A survey of 26 countries has found that Americans are among the most likely to expect a cyberattack to occur on assets like public infrastructure and national security data.
Roughly eight in 10 Americans said it is either “very” or “somewhat likely” that national-security data will be breached (82 percent), public infrastructure will be damaged (83 percent), or elections will be tampered with (78 percent) via hacking, according to data published Wednesday by the Pew Research Center.
Those were among the highest percentages of any respondents, indicating a growing acceptance among Americans that sensitive data breaches are a part of life. The answers also came through a partisan filter: 82 percent of U.S. Democrats said cyberattacks on elections infrastructure were likely, compared with 66 percent of Republicans.

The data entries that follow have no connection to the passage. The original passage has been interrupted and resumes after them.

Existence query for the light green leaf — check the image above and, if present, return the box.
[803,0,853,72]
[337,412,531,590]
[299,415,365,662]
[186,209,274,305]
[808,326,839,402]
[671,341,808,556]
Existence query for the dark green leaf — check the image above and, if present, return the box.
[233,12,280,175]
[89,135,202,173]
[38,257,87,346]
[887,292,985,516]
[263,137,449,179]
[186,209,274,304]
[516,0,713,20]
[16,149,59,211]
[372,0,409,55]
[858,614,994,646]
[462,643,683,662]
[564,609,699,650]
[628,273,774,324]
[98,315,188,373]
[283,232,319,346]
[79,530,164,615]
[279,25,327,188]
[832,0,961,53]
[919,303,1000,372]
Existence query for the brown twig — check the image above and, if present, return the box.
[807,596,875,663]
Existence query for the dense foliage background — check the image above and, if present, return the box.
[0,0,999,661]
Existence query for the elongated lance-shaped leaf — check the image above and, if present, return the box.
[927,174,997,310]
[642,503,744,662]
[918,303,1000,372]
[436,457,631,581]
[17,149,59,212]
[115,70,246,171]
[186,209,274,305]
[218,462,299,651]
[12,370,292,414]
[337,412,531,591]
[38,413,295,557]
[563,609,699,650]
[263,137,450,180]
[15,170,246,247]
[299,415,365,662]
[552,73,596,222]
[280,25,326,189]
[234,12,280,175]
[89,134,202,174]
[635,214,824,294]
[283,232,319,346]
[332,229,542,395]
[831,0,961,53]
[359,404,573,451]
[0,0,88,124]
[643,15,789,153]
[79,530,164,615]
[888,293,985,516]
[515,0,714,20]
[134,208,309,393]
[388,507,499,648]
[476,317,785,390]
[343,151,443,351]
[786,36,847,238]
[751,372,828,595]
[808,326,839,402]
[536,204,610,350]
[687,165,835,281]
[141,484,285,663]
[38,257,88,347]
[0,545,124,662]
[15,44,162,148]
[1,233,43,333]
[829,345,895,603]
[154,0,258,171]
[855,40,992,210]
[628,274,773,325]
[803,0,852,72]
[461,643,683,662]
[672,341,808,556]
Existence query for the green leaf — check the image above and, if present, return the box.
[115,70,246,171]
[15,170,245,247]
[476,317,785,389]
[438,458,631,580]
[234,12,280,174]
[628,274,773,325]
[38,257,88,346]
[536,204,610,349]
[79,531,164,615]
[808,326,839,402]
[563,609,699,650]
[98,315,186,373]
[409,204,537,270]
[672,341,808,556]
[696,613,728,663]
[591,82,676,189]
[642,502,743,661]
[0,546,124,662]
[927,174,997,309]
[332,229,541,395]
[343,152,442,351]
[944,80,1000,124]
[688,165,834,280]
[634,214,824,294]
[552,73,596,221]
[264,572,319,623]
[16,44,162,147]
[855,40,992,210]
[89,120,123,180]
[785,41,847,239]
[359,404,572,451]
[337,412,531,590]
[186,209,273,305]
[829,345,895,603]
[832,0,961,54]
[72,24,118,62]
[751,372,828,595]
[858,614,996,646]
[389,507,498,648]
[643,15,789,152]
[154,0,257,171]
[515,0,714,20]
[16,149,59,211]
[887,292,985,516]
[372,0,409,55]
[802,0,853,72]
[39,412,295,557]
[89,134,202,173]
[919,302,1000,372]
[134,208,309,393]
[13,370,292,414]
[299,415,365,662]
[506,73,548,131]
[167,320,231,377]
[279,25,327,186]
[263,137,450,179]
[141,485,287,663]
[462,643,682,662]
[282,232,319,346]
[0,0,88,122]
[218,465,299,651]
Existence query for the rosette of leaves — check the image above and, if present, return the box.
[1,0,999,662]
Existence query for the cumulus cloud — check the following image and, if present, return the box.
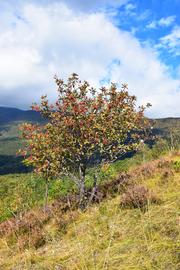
[147,16,176,29]
[0,1,179,117]
[125,3,136,10]
[159,26,180,56]
[2,0,127,12]
[64,0,128,11]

Of the three categories of cyber incidents distinguished in the survey, the breach of sensitive government information was, on the whole, of greatest concern to respondents. In all 26 countries surveyed, half or more of respondents said that such a breach is likely to occur. Nearly half of Americans polled said that it is very likely to happen or already has taken place.
Recent headlines could reinforce those concerns. German authorities announced this week that a hacker had confessed to leaking data on hundreds of German politicians and celebrities. Last month, a private-sector report alleged that Chinese hackers had stolen thousands of cables sent by European diplomats on sensitive subjects.
The Pew survey, which polled 27,612 people from 26 countries last year, also asked how well countries were prepared for a big cyberattack. Responses varied from the sanguine (73 percent of Israelis said their country was ready for such an attack), to the partially confident (53 percent of Americans), to the strongly pessimistic (9 percent of Argentines).
In 10 of the countries surveyed, including the U.S., supporters of the ruling party were more likely to think the country was prepared for a major cyberattack.
“In the U.S., Republicans and Republican-leaning independents are far more likely (61 percent) than Democrats and Democratic-leaning independents (47 percent) to say the country is prepared for an attack on computer systems,” Pew said.
The data also showed that cybersecurity concerns varied across generations. In many Western countries, for example, people 50 and older were more likely to be concerned about cyberattacks on public infrastructure, such as utilities. In one of the most extreme cases, 82 percent of Swedes aged 50 or older said such an attack is likely, compared with just 53 percent of Swedes 18 to 29 years old, according to Pew.